There's a fairly new dating app on the scene, known as Bumble, that tries to avoid the cliche of a male-controlled dating scene by giving the female party control in heterosexual encounters. A staff consisting of almost no men, including Tinder co-founder Whitney Wolf, has created an app that hopes to alleviate the issues of creepers and overly persistent admirers that typical dating app users are likely all too familiar with. With Tinder's other co-founder Chris Gulczynski taking control of the design, it's no surprise that Bumble works in a fairly similar fashion. When two parties mutually right-swipe each other, they'll forge a 24 hour connection that allows either one to send a message. A successful connection becomes a venue for interested parties to reach one another, while connections that are left to fizzle for 24 hours are pruned from users' lists.
The kicker with Bumble is that if the female party in a heterosexual duo of right-swipers loses interest, she can let the connection fizzle no matter how many attempts to kindle it that the male side may make. In friendship searches or same-sex hookups, either party can light the connection up within 24 hours. If, for whatever reason, cold feet come into play, one connection per user per day can be extended an extra 24 hours.
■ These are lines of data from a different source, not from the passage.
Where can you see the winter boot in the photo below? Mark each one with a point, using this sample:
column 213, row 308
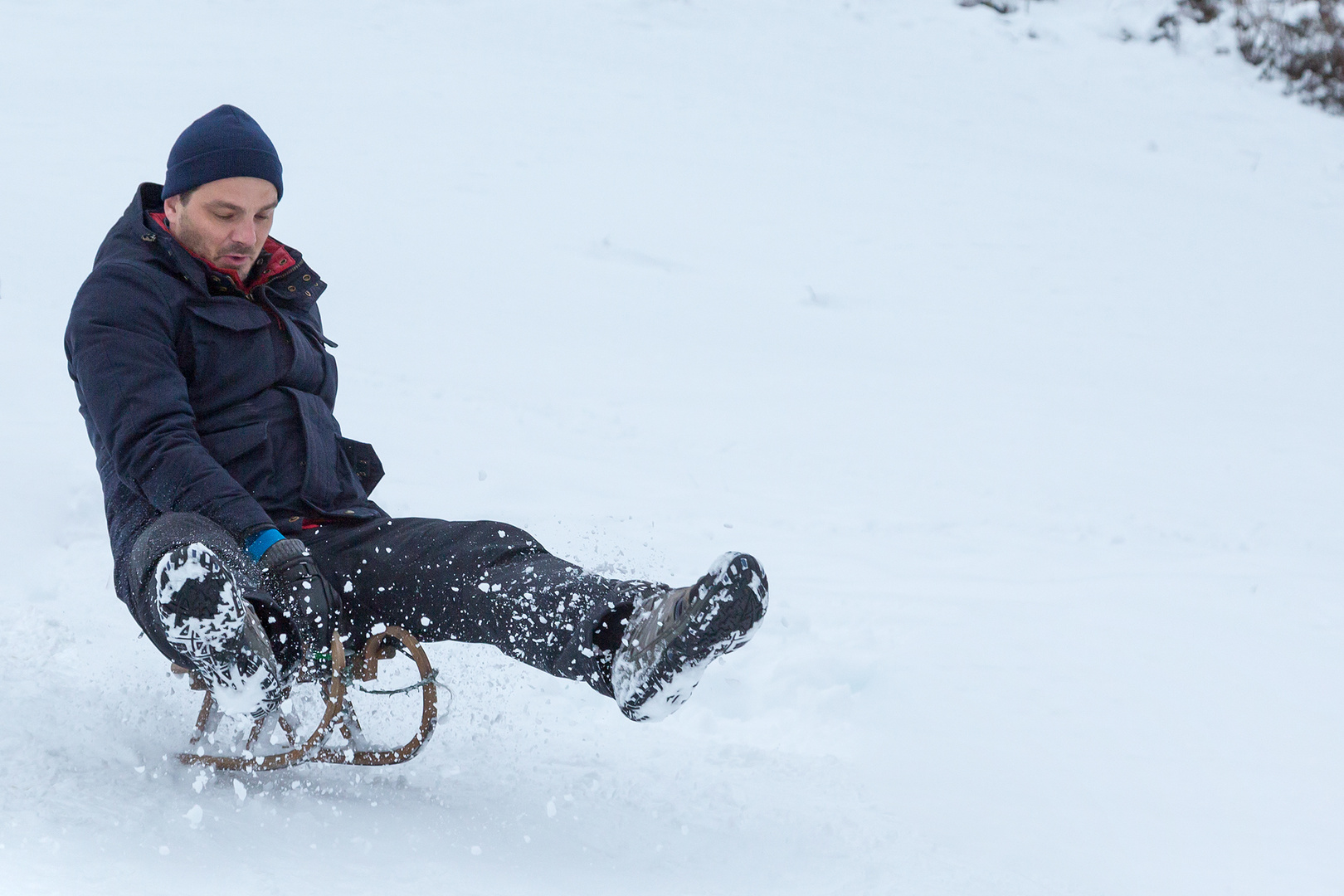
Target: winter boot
column 207, row 621
column 674, row 635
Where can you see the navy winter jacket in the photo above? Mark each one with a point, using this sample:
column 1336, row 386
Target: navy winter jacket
column 206, row 397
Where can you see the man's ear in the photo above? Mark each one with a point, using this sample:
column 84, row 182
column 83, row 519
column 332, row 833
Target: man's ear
column 173, row 208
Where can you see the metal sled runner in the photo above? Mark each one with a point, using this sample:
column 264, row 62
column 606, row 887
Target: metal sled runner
column 339, row 715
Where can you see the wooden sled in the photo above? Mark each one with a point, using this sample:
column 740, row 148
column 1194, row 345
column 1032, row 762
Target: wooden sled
column 339, row 715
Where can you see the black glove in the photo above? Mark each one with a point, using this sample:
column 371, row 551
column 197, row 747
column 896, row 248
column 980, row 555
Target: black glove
column 308, row 602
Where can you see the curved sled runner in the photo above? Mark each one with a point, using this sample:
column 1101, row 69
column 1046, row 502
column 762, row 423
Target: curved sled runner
column 339, row 715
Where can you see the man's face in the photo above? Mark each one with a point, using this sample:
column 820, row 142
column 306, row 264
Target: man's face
column 226, row 222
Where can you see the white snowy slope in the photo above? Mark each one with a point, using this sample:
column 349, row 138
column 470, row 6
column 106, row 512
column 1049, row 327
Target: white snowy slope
column 1011, row 349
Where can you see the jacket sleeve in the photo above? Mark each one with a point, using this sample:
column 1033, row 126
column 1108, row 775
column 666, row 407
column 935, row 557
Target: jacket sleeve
column 124, row 360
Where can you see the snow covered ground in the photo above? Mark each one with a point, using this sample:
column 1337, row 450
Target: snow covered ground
column 1011, row 348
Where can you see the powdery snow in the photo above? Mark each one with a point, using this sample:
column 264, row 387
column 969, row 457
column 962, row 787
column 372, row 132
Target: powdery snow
column 1011, row 349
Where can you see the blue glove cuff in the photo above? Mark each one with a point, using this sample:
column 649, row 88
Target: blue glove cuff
column 262, row 540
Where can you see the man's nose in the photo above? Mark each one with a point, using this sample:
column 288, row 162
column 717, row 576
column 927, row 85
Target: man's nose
column 244, row 232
This could prove useful for more than cold feet, of course - life does happen and some people have extremely busy schedules with little time for dating, even if they want to take a whack at it.
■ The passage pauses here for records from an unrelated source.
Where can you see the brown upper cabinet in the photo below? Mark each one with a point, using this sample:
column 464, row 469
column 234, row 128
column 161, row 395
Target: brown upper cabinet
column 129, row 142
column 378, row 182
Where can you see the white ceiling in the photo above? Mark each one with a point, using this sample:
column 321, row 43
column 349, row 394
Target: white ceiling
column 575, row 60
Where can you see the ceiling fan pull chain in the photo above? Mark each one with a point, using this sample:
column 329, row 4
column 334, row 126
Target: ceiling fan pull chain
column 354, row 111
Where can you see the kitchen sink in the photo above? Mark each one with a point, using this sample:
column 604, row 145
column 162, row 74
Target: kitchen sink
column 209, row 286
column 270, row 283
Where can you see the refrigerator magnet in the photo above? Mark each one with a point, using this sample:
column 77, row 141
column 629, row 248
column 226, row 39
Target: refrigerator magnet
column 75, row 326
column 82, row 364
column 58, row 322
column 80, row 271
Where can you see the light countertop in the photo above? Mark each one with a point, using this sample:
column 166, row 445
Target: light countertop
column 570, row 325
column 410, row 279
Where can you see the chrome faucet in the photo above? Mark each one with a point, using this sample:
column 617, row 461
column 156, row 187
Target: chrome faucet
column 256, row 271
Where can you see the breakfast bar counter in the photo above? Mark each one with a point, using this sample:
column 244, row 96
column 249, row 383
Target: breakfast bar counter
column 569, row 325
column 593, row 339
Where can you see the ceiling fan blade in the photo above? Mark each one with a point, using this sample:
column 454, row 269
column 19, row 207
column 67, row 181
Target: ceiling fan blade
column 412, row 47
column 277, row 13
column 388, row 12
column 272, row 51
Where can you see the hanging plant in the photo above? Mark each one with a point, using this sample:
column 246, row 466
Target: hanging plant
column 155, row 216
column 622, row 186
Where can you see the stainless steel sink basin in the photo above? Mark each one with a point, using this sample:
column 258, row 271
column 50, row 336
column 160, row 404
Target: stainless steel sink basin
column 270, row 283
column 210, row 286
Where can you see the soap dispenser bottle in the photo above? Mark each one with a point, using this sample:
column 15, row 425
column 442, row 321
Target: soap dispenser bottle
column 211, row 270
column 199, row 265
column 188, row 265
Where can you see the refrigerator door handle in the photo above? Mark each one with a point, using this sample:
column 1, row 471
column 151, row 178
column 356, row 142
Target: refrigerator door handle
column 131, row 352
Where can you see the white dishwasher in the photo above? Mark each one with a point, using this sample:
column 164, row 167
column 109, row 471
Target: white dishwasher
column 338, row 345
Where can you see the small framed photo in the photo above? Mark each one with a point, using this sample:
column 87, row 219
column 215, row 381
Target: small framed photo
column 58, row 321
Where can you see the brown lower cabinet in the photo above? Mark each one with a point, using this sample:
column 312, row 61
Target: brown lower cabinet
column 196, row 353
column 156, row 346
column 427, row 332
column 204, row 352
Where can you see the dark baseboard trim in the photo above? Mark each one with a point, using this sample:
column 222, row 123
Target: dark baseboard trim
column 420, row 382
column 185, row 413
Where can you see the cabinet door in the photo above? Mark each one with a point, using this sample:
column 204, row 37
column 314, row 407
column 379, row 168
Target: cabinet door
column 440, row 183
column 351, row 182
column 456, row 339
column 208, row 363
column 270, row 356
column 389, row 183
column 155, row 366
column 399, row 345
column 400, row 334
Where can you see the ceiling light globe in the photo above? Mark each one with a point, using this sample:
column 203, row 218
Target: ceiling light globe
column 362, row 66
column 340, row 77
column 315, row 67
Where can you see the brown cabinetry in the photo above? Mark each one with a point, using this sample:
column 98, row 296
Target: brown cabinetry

It remains to be seen whether Bumble can really solve a good amount of the problems that dating apps typically have, statistically caused most often by guys. Relying on a stereotype to offer a real solution is an arguable tactic, but it's working fairly well if the 1,680 ratings on the Apple App Store, leaving Bumble with a 4 star rating for the current version, are any indication. On top of finally coming to Android after a good while of iOS exclusivity, the app is also rolling out in Australia, Brazil, France and Spain later this month. While there's been no word on other countries quite yet, if the app meets with further success, a wider spread is fairly likely.